• Question: how do you use robots with what you do ?

    Asked by rosieroo223 to Elizabeth on 13 Mar 2014. This question was also asked by ratboy, teganm, alexanderl, dtaylor1, ratboy7, anon-44923, margota.
    • Photo: Elizabeth Ratcliffe

      Elizabeth Ratcliffe answered on 13 Mar 2014:


      Hi rosieroo223,
      I use the robots to grow cells including stem cells that can be used to make new medicines and regenerative therapies (medicines that help the body fix itself). There are lots of new medicines and regenerative therapies being developed in labs all across the UK and the world. Developing new medicines is very expensive so they are developed in small amounts / volumes but as the medicines get closer to being able to be used on patients they need to be able to be made in much larger volumes to treat all the patients that need it.
      For example, if 1 million people need the medicine but we can only make enough to treat 10 people, or it takes 6 months to make enough medicine to treat 1 person, it just won’t work.
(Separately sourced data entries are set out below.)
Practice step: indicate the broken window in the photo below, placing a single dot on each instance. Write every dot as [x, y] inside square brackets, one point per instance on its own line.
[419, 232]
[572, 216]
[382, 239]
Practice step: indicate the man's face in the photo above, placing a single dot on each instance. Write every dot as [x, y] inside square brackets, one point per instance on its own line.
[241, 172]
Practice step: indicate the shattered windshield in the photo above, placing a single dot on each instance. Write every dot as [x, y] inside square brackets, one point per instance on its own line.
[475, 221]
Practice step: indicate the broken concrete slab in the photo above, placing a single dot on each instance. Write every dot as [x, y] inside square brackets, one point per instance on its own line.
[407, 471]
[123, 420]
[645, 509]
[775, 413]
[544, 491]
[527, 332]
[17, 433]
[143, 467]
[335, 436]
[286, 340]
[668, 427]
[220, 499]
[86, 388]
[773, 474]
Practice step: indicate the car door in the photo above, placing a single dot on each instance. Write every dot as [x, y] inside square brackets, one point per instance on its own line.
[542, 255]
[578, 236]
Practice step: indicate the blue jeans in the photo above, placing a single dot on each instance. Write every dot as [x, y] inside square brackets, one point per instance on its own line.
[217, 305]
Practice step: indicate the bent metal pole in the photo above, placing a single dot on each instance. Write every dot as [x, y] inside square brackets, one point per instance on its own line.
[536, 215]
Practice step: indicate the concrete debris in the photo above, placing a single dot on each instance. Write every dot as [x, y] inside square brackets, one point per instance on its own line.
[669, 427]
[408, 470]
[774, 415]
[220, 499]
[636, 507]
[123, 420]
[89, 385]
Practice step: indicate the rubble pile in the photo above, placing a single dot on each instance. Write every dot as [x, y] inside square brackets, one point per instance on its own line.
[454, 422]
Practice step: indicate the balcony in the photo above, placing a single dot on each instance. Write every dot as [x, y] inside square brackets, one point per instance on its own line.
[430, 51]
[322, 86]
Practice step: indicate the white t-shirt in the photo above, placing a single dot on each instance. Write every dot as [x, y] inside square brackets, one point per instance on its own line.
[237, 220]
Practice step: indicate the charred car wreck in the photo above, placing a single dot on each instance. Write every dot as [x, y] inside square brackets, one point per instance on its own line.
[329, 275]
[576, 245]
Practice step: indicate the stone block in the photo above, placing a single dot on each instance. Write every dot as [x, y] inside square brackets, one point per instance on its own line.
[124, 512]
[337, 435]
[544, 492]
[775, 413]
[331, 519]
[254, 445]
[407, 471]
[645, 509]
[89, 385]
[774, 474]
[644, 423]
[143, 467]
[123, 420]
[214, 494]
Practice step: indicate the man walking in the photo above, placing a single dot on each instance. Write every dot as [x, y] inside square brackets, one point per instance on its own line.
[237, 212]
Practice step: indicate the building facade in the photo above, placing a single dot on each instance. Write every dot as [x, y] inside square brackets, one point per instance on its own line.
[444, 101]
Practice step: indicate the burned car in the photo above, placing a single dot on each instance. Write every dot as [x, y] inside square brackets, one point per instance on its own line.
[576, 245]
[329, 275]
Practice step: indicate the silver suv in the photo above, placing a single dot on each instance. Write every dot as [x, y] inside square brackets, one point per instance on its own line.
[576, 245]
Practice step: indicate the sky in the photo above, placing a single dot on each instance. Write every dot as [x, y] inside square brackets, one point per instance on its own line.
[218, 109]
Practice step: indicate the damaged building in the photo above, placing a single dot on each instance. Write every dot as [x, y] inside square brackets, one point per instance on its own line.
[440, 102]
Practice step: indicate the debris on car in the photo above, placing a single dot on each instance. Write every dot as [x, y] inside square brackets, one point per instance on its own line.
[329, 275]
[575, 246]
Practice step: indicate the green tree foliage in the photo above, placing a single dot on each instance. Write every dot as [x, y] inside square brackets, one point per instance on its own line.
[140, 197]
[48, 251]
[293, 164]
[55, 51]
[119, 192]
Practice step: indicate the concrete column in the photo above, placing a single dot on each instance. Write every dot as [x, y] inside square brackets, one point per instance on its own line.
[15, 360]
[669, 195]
The medicine will never get to the people that need it, the company won’t be able to afford to make it and the hospitals won’t be able to afford to use the treatment.
      I use robots to find ways of making the cells and medicines in larger volumes safely, this includes taking processes that are done at the laboratory bench and figuring out how a robot could do the process…then doing it…and making sure the processes are safe and are as good or better than before.
      For example, on Zach’s profile page he has a picture of some of his cells in culture flasks, one of my big robots can perform the same work Zach does on these flasks but my robot can handle a lot more flasks than Zach or myself could work on, and it can work 24 hours a day without getting tired.
      I use robots to help make sure we can go from treating 1 patient to many patients and that the medicine is the same quality for everyone who will receive it, whether the medicine is made in different parts of the UK or elsewhere.